User-Friendly RESTful Routes in Rails
RESTful routes created via map.resources use the :id field for URLs for individual resources. I.e. if user 'joebob' has an id of 42 then the URL for his resource is http://example.com/users/42
I find those URLs rather user-unfriendly. Wouldn't http://example.com/users/joebob be nicer?
If you plan for this from the start you can fake out rails by using a non-standard id column. I.e.
create_table :users, :id => false do |t|
t.string :id, :null => false
end
add_index :users, :id, :unique => true
Judging by blog posts there are at least a few folks out there who have taken this approach. Here are a couple that point out issues you might run into if your user names (or whatever identifier you use for id) contain special characters: here and here
But what if you already have a project up and running and don't want to rearrange your database? Or just think that faking out Rails that way is kinda ugly?
It is possible you can do this somehow with map.resources and its :requirements parameter, but I haven't been able to figure out a syntax that works. It seems that map.resources really expects to map the identifier to the id column.

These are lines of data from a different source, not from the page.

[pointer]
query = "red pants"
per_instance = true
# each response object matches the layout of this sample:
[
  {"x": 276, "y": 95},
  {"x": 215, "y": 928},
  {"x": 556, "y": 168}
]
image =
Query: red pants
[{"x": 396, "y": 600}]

So for now I'm settling with a partial solution. In routes.rb:
map.connect 'users/:name', :controller => 'users', :action => 'show', :name => /[a-z]+[a-z0-9]*/
map.resources :users
The trick with the connect route is that the regex for name must not match ids. I.e. you want /users/joebob to use the connect route, but /users/42 to use the RESTful route. Of course if your usernames are alpha only this is easier. Note that Rails does not allow anchor characters in the regex, so a regex like /^[a-z][a-z0-9]*/ doesn't work.
OK, but if you have a standard RESTful controller the first line of the show method is going to look like:
@user = User.find(params[:id]
But that method is going to get passed params[:name] for calls using the connect route. So you'll need to replace that line with something like:
@user = nil
if params[:id]
@user = User.find(params[:id])
elsif params[:name]
@user = User.find(:first, :conditions => ['name = ?', params[:name]])
end
At this point at least the basics are working, but I'd welcome feedback and suggestions for improving this.